All of this percolates in the back of your mind when you watch The Substance. And though it’s easy to accuse Fargeat’s movie of hating both the player and the game in terms of chasing the eternal fountain of Tinseltown youth, it’s Moore’s complicated history with Hollywood and her body — something her 2019 memoir Inside Out digs into with gusto — that informs so much of Sparkle’s insecurity, her anxiety, her hope for a second chance and her rage at what’s ultimately a betrayal. Our relationship with this woman we’ve watched onscreen for decades is purposefully invoked in every scene of this body-horror film, and that’s before the VFX team starts to show you what happens when she reneges on the makeover program’s requirement to switch every seven days between Sparkle: Original Recipe and Sparkle: Extra-Crispy. The most unnerving sequence, however, doesn’t involve the grotesque use of deforming prosthetics or digital mutilation. It simply keeps the camera on Moore as she looks in the mirror, smearing makeup off her face she’s applied in last-ditch effort to appear attractive for a male suitor. The pain is so palpable you almost can’t watch it.

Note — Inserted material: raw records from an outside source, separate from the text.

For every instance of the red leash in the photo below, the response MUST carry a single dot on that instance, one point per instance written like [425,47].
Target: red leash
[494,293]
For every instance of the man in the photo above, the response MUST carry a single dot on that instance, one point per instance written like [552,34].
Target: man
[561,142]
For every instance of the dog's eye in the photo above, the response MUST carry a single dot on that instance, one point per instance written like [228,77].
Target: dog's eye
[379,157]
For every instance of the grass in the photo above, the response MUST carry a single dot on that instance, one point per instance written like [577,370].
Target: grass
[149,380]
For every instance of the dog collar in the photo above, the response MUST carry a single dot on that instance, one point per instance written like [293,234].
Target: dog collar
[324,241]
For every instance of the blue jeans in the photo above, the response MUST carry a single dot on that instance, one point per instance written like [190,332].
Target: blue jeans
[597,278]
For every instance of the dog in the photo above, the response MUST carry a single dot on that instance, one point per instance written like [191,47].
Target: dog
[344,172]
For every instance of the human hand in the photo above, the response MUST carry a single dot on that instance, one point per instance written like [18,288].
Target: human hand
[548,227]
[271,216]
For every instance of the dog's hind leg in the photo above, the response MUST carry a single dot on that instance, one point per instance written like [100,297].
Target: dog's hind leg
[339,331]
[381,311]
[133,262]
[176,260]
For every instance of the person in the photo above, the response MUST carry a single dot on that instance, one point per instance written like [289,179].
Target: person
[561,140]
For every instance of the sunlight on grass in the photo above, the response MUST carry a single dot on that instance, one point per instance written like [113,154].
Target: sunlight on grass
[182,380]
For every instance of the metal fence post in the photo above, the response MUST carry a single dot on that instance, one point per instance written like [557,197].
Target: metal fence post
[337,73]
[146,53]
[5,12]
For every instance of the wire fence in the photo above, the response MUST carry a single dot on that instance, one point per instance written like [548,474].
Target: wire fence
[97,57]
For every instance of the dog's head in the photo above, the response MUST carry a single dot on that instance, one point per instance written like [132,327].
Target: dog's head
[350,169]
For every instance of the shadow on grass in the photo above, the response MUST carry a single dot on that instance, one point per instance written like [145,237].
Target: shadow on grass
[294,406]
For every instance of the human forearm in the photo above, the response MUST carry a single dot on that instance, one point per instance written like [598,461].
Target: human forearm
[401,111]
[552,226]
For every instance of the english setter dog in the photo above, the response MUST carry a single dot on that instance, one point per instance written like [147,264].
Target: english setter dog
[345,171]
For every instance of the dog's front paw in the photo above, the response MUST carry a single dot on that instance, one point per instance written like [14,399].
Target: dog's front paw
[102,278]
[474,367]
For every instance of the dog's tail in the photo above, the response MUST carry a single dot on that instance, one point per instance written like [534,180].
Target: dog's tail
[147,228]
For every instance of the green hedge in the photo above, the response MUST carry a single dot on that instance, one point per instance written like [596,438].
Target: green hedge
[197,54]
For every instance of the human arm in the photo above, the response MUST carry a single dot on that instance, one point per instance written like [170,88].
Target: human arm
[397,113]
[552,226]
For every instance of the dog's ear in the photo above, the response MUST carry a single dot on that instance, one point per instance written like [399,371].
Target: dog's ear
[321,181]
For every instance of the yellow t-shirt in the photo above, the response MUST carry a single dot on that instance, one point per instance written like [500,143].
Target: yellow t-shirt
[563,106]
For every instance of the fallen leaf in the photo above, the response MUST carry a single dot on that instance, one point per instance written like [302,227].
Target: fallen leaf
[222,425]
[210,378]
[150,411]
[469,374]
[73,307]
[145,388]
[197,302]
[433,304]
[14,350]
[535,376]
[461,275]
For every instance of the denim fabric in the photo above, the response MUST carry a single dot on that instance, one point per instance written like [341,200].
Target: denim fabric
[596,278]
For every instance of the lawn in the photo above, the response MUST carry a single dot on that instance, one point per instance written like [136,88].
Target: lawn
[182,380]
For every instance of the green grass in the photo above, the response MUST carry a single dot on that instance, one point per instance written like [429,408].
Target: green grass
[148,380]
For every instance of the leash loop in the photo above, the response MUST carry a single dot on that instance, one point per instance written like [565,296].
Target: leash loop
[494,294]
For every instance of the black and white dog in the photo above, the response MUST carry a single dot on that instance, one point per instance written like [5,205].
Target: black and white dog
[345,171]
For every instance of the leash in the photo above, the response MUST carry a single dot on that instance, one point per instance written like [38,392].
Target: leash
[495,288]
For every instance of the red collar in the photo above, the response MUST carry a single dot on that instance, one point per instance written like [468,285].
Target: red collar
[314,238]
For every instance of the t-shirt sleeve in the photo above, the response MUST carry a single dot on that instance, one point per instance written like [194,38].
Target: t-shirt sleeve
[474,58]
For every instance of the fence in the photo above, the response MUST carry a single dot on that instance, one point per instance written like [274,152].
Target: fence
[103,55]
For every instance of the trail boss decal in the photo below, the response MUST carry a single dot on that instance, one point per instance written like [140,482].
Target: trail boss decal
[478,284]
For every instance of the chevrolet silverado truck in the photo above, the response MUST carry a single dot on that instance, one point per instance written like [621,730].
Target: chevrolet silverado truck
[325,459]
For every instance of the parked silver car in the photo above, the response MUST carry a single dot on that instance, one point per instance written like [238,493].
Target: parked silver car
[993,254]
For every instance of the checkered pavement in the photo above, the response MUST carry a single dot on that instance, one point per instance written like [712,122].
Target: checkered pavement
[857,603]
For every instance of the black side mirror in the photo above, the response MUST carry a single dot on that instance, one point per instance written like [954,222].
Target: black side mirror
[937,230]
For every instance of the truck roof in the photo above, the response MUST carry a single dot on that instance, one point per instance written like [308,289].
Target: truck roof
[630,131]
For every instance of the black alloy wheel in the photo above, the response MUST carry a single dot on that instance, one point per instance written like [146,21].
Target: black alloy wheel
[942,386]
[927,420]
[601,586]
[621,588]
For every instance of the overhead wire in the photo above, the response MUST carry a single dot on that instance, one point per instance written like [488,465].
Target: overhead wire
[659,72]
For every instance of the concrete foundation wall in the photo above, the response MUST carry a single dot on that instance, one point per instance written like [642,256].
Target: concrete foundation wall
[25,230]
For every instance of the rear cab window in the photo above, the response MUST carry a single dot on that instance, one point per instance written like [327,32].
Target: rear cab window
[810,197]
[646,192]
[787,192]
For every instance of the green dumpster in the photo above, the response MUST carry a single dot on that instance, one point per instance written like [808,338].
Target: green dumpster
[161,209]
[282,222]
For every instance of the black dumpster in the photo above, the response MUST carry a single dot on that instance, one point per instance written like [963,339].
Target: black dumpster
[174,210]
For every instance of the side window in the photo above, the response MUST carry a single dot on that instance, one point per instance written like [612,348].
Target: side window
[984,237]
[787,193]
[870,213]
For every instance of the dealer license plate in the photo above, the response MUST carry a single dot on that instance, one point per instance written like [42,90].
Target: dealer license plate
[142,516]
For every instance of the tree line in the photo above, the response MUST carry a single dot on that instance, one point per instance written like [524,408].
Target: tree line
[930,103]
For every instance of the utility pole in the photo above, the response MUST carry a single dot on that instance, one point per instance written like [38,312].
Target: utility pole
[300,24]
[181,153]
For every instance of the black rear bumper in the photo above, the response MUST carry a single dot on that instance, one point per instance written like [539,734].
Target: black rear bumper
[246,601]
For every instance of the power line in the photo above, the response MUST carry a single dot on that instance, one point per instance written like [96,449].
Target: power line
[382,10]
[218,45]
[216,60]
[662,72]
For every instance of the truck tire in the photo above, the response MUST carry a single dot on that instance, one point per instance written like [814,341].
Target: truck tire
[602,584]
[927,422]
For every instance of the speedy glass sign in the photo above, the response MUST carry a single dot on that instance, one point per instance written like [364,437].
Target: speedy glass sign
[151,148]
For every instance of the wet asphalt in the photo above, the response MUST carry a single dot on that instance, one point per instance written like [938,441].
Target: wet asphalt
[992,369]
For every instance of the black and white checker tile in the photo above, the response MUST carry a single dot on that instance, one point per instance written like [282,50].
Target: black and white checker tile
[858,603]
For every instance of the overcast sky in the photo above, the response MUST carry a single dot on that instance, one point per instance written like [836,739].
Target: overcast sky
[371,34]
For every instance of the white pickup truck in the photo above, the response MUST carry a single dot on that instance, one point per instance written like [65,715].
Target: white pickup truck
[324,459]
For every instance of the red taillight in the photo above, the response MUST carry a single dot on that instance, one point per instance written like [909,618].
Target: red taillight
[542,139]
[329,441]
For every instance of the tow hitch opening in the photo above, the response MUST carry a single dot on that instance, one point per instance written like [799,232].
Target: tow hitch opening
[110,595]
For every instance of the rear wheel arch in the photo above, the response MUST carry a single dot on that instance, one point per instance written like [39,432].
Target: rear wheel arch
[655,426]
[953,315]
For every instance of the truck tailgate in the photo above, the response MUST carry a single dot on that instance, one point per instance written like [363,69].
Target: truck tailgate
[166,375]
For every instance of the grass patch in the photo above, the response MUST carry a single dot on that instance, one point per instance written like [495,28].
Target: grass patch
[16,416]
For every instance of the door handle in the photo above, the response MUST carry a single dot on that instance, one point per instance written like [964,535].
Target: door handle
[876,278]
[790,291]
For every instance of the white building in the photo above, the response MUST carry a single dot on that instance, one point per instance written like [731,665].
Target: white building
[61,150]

Yet The Substance feels like a victory lap for Moore, because she’s finally gotten to a point where the digs about her being a diva, the necessity of primping and preening for some decision-maker in a designer suit, and the endless but-is-she-hot-enough handwringing is behind her. She may show a lot of skin in Fargeat’s film, but not because she’s trying to seduce anyone or secure her place in the filmmaking food chain. Moore has not been cancelled by her age — she’s become comfortable with it. That career-best performance Moore is giving in this scathing horror film is likely so vulnerable, so figuratively naked, because she revoked her membership in the showbiz club that demanded so much of her, then derided her for complying.
In fact, the key to understanding what she’s doing in The Substance may not be those early-to-mid-1990s roles at all. It may rest in another, far more brief appearance she makes in a 2024 movie. Hitting Hulu less than a month after Fargeat’s magnum opus premiered at Cannes, Brats follows filmmaker and fellow Brat Packer Andrew McCarthy as he tries to make sense of his involvement in that long-lost Eighties phenomenon. When he gets to his St. Elmo’s Fire costar’s house, which resembles a cross between a Zen retreat and a luxury spa, Moore lovingly greets him and reminisces about the craziness of it all. More than anything, she seems remarkably at peace with herself. You immediately get the sense that she has no need for making herself a celebrity commodity anymore. And it’s that sense of knowing who she is now is what undoubtedly allowed her to go to Sparkle’s dark places and let some light in.